For my argument, it is crucial to notice that we already used the trigonometric identities for sine and cosine in a rectangular triangle, and also the non-trivial trigonometric identity cited above.

In the next step, they compute x and y as an infinite sum. If we look at x, we see that it consists of black segments which become smaller and smaller in a given proportion. The first segment of x has the length

x_1 = \frac{2a}{\cos(\alpha)} = \frac{2ac}{b}.

The first segment of y is c.

y_1 = c.

The length of the next segment is more complicated. Using the second green line segment, we get

y_2 \cos(\alpha) = x_1 \sin(\alpha)

Thus

y_2 = \frac{2 a^2}{b^2} c

We can now compute the shrinking factor by comparing the second blue line with 2a.

\gamma = \frac{\sin(\alpha) y_2}{2a} = \frac{a^2}{b^2}.

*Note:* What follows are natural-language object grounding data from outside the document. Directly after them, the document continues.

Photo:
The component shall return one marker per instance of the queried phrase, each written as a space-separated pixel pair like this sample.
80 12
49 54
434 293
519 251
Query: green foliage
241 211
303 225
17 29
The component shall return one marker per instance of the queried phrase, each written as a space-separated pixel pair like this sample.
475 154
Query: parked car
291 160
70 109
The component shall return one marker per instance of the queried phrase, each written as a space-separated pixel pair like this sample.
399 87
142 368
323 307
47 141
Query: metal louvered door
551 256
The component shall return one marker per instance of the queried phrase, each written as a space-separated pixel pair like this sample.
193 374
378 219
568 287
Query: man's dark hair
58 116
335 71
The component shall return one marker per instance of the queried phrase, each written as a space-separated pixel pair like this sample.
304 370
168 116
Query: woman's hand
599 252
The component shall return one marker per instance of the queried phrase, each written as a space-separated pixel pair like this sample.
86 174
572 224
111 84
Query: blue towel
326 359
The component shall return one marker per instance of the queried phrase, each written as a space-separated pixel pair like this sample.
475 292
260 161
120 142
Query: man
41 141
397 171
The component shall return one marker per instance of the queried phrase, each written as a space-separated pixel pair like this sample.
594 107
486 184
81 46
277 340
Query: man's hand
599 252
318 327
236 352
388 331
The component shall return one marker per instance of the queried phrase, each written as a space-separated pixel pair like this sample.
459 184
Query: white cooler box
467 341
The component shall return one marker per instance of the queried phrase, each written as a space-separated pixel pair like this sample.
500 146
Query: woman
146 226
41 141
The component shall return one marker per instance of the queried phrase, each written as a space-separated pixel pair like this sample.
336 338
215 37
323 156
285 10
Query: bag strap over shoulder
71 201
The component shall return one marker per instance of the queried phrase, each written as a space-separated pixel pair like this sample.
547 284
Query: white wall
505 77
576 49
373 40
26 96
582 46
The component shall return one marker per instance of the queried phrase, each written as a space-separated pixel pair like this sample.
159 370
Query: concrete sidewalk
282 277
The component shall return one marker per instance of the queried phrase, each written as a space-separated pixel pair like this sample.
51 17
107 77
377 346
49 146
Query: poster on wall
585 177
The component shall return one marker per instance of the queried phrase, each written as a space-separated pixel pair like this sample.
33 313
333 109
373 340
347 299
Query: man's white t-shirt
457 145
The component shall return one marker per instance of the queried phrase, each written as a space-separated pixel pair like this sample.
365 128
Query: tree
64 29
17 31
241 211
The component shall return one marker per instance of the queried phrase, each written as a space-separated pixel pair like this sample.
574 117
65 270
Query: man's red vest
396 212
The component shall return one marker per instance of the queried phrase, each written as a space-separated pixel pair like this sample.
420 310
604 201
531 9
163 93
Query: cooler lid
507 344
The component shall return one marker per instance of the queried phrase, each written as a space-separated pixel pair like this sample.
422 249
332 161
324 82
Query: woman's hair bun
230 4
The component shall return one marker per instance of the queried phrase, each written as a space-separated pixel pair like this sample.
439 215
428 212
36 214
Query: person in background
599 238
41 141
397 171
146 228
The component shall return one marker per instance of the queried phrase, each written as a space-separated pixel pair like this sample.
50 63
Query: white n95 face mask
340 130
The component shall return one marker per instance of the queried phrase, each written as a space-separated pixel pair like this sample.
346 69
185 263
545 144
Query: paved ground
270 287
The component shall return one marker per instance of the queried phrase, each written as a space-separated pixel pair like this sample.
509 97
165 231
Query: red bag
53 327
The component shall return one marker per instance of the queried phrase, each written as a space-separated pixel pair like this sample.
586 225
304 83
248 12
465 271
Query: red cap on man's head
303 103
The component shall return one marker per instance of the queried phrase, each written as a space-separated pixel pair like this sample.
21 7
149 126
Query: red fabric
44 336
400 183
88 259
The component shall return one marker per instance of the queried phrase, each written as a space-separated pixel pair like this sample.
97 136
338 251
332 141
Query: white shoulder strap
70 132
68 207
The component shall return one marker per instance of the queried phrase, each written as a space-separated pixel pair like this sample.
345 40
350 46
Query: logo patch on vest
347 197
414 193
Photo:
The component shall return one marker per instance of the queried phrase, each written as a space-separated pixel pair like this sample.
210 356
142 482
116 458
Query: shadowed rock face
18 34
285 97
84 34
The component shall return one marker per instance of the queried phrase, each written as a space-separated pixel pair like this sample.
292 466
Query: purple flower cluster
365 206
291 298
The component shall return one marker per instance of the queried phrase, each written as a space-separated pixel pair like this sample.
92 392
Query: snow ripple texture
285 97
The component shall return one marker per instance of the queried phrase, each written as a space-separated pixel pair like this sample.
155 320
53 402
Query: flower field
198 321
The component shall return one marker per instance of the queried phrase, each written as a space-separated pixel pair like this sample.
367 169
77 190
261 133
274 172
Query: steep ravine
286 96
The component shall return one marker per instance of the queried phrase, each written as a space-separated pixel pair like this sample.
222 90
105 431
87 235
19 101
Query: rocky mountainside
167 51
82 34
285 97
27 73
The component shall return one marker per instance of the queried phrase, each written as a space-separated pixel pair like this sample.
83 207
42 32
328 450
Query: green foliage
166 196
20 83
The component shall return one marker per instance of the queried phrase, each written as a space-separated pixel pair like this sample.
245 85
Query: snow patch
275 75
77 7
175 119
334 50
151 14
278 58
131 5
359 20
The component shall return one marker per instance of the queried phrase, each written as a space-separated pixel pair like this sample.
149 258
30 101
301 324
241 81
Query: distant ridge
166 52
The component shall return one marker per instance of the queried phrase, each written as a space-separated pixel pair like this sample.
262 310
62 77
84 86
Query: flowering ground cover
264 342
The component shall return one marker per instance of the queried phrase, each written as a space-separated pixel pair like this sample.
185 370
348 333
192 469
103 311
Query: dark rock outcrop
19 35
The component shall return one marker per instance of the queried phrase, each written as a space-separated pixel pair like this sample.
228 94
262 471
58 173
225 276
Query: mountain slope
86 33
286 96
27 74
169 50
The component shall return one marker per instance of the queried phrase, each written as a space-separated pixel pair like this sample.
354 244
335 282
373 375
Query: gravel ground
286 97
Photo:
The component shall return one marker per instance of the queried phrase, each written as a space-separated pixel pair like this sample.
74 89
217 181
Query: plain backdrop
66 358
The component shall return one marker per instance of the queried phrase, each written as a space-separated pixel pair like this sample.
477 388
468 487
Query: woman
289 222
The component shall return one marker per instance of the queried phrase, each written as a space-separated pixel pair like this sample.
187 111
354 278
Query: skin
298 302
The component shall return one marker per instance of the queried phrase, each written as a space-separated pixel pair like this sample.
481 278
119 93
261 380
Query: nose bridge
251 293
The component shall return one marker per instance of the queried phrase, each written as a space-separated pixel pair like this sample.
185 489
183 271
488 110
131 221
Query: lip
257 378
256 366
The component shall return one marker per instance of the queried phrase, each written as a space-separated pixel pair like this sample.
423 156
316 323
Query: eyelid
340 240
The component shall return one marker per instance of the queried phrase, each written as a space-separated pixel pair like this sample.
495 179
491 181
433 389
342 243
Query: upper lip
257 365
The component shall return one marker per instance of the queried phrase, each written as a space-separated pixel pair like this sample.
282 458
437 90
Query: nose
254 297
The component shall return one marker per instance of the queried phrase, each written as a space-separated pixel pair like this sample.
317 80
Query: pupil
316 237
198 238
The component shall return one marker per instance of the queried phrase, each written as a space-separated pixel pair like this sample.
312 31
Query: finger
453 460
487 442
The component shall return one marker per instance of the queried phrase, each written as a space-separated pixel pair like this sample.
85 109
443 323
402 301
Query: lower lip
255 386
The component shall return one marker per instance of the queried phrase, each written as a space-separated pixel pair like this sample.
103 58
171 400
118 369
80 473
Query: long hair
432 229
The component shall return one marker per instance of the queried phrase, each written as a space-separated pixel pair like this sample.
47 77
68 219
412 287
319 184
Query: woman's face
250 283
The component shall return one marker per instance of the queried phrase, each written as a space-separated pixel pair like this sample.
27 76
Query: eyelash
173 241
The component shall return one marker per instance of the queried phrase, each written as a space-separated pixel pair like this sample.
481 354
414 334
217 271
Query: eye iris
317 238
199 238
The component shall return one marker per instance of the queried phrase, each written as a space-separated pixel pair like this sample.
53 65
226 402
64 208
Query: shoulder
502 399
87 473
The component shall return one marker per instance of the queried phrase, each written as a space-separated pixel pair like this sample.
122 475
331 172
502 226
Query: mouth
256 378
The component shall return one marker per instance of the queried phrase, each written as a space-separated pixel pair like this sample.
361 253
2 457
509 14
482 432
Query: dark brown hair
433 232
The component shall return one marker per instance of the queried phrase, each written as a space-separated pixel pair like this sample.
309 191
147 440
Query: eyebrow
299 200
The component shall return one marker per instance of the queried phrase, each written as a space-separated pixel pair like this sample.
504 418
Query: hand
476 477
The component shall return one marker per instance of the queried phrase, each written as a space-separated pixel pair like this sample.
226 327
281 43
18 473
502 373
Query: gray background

Thus, adding up the infinite sum for x,

x = x_1 (1+\gamma+\gamma^2+\ldots) = \frac{x_1}{1-\gamma} = \frac{2abc}{b^2-a^2}.

And, similar for y,

y = c + \frac{y_2}{1-\gamma^2} = c + \frac{2a^2c}{b^2-a^2} = \frac{(a^2+b^2)c}{b^2-a^2}.

Consequently,

\frac{x}{y} = \frac{2ab}{a^2+b^2}.

If we compare to the formula for x/y above, we get the theorem of Pythagoras.

a^2+b^2 = c^2.

Clearly, this is a nice computation. But what have we actually used?

Indeed, we have used the identities

\sin(\alpha) = \frac{a}{c}, \quad \cos(\alpha) = \frac{b}{c}

in rectangular triangles with sides a, b, c and angle alpha. But if this is valid, we have used the law of similarity, at least for rectangular triangles. This law says, that similar triangles, i.e., triangles with equal angles, have the same proportions between corresponding sides.

Now we have the problem, that there are very easy proofs for the theorem of Pythagoras using similarity only. The easiest one is from the sketch below.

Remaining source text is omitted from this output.